Anyway, I received an email this week from the WBN people (thats what us cool kids call it) asking me to choose my top ten favourite books and send them the list. This is how they choose their books each year. Book fanatics such as myself send them our top tens, they then make a top 100 of the most titles that appear most often, and then whittle it down to 25. Tough job.

But it got me thinking, how do you choose ten? Just ten? Is it even possible? The first book that came to mind immediately was Andrew Davidson's The Gargoyle. I read this last November and it took my breath away. I want to buy a hundred copies and pass them out to family, friends and even strangers just saying Please Read This! Davidson's first novel (that fact also blew me away! How?) is a compelling, if slightly skew-ways story of a man with no future, and a woman who gives him a past, and in doing so creates a new future for him. I guess thats the best way to describe it. It's gruesome to begin with and there were moments when I was almost closing the book, but I couldn't. The writing was so detailed that the story of a burn victim was painful to take, but the story was so engaging that I couldn't bear to put it down.

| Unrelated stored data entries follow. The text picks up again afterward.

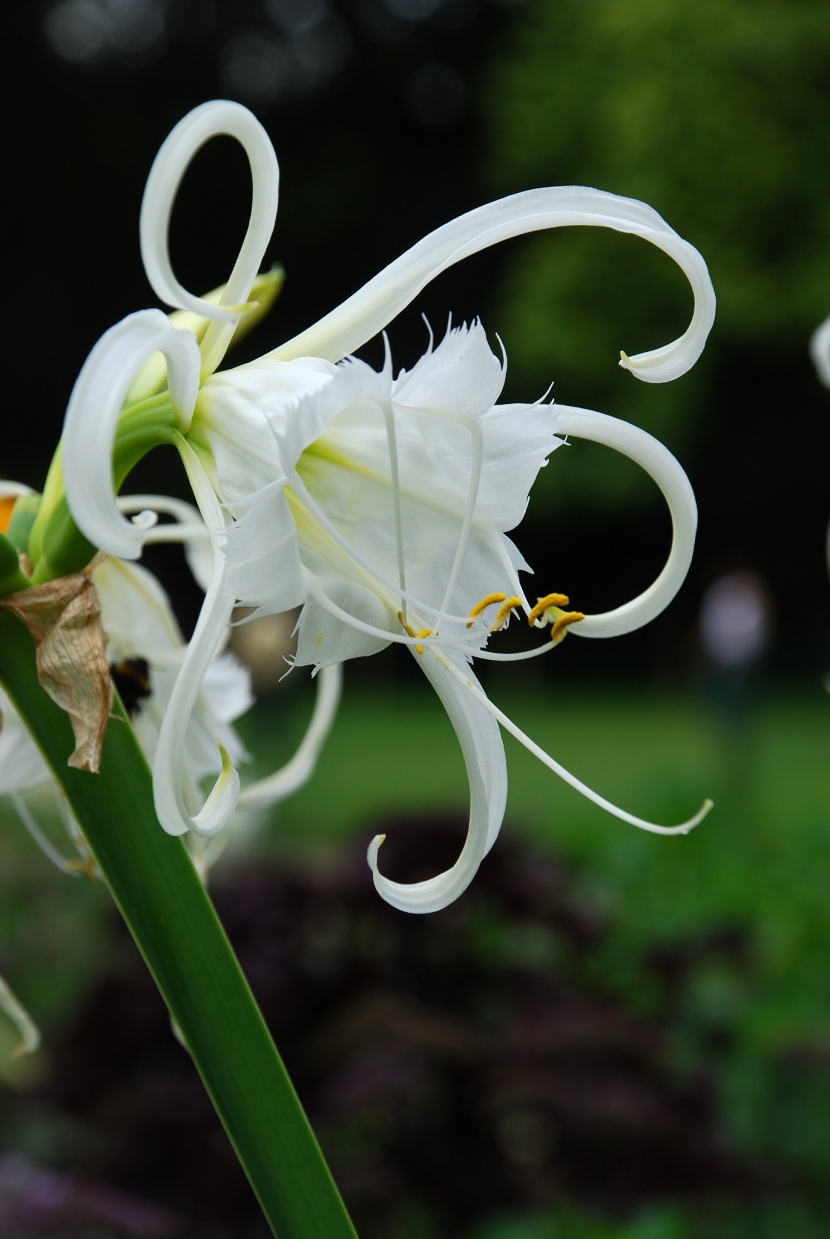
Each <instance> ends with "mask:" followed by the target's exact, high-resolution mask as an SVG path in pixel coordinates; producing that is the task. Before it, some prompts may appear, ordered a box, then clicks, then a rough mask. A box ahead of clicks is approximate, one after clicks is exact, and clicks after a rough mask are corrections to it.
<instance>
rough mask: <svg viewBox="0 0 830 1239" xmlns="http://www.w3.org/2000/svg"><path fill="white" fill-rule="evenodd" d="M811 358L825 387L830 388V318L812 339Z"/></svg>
mask: <svg viewBox="0 0 830 1239" xmlns="http://www.w3.org/2000/svg"><path fill="white" fill-rule="evenodd" d="M810 357H811V358H813V364H814V366H815V368H816V372H818V375H819V378H820V379H821V382H823V383H824V385H825V387H830V318H825V320H824V322H823V323H821V326H820V327H816V330H815V331H814V332H813V336H811V337H810Z"/></svg>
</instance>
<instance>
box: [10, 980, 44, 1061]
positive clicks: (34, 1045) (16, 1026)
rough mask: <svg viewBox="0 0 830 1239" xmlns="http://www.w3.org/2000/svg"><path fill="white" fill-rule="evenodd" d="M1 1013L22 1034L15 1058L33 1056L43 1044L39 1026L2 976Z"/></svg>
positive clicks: (15, 1054) (16, 1048) (19, 1032)
mask: <svg viewBox="0 0 830 1239" xmlns="http://www.w3.org/2000/svg"><path fill="white" fill-rule="evenodd" d="M0 1011H2V1012H4V1014H5V1015H6V1016H7V1017H9V1018H10V1020H11V1022H12V1023H14V1025H15V1027H16V1028H17V1032H19V1033H20V1044H19V1046H17V1048H16V1049H15V1051H14V1054H15V1058H17V1057H19V1056H20V1054H32V1053H33V1052H35V1051H36V1049H37V1047H38V1046H40V1043H41V1035H40V1032H38V1031H37V1026H36V1023H35V1021H33V1020H32V1017H31V1016H30V1015H28V1012H27V1011H26V1010H25V1007H24V1006H22V1005H21V1004H20V1002H19V1001H17V999H16V997H15V995H14V994H12V992H11V990H10V989H9V986H7V985H6V983H5V981H4V980H2V978H1V976H0Z"/></svg>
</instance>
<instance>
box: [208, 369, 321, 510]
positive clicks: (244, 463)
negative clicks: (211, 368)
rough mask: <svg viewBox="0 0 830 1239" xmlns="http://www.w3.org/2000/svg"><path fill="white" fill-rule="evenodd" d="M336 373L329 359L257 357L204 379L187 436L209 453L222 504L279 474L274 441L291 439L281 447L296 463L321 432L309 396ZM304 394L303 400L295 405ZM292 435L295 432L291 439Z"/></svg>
mask: <svg viewBox="0 0 830 1239" xmlns="http://www.w3.org/2000/svg"><path fill="white" fill-rule="evenodd" d="M337 373H338V370H337V368H336V367H334V366H333V364H332V363H331V362H322V361H320V359H318V358H316V357H311V358H305V357H304V358H300V359H299V361H296V362H289V363H286V362H275V361H273V359H271V358H260V359H259V361H256V362H250V363H249V364H247V366H239V367H238V368H235V369H230V370H222V372H221V373H219V374H213V375H211V378H209V379H207V380H206V383H204V384H203V387H202V390H201V392H199V396H198V401H197V406H196V414H194V418H193V425H192V431H191V440H192V441H196V442H198V444H203V445H204V446H206V447H207V449H208V451H209V452H211V455H212V457H213V460H214V466H216V475H217V482H218V487H219V491H221V494H222V498H223V499H224V501H225V502H227V503H230V504H233V503H234V501H237V499H239V498H242V497H245V496H249V494H251V492H253V491H256V489H259V488H260V487H263V486H266V484H268V483H269V482H273V481H274V479H275V478H277V477H280V476H284V472H285V471H284V468H282V463H281V461H282V456H281V451H280V446H277V440H285V439H286V436H290V440H291V441H290V442H285V444H284V445H282V449H281V450H282V453H285V455H287V456H289V457H290V458H291V466H294V465H295V463H296V457H297V456H299V453H300V452H301V451H302V449H304V447H305V446H306V445H307V442H311V441H312V439H316V437H317V434H320V430H318V421H317V419H318V418H320V416H321V409H320V406H318V404H317V401H316V400H312V399H311V396H313V395H316V394H317V393H320V392H322V390H323V389H325V388H326V387H327V384H328V383H330V382H331V379H332V378H333V375H334V374H337ZM304 398H307V400H308V403H307V404H305V405H300V401H301V400H302V399H304ZM308 435H310V436H311V437H308ZM296 436H300V437H299V440H297V442H294V439H295V437H296ZM295 453H296V455H295Z"/></svg>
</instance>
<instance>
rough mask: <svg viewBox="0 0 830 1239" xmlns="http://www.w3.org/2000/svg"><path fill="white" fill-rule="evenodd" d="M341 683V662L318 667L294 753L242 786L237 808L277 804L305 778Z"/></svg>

But what about books 2 through 10? How do I choose them?

My list so far is:
1 – Andrew Davidson – The Gargoyle
2 – Patrick Rothfuss – The Name Of The Wind
3 – Raymond E Feist – Fairie Tale
4 – Mitch Albom – Tuesdays With Morrie
5 – Jim Dodge – Fup
6 – Neil Gaiman – American Gods
7 – Mitch Albom – For One More Day
8 - Suzanne Collins - The Hunger Games

Two would have to be The Name Of The Wind by Patrick Rothfuss. Again, a first novel. (And again, How?) Never before have I waited so long for a man as I have done for Kvothe. I read The Name Of The Wind four years ago, and the second book in the trilogy was only released last March. Three years waiting nearly drove me mad. But the second installment was just as fantastic as the first. The story centres around the life and trials of one young Kvothe, a student of a university with a difference. It's hard to describe, but trust me, if you like your fantasy novels, try Rothfuss on for size.

Three: Hmm, very probably it would have to still be in the fantasy veign and be Fairie Tale by Raymond E. Feist. I read this book first when I was about 15, and it scared the bejayses out of me! And it still does. I've read it several times and it is always a brilliant read. A family move from the city into an old house in the middle of nowhere next to a forest. But what they don't realise is that the forest isn't any usual place, and the fairie folk don't take kindly to their new neighbours.

Four: I found this book through a movie, the way I do a lot of books. Tuesdays With Morrie by Mitch Albom is a true story surrounding a man who finds his old college professor years later. Morrie Schwartz was an incredible man with a lot of insight and he shared a lot of these thoughts with Mitch. It's a book that is bound to make you emotional, and to make you think about those people in your life that you have lost touch with.


Will write again soon with descriptions of the rest.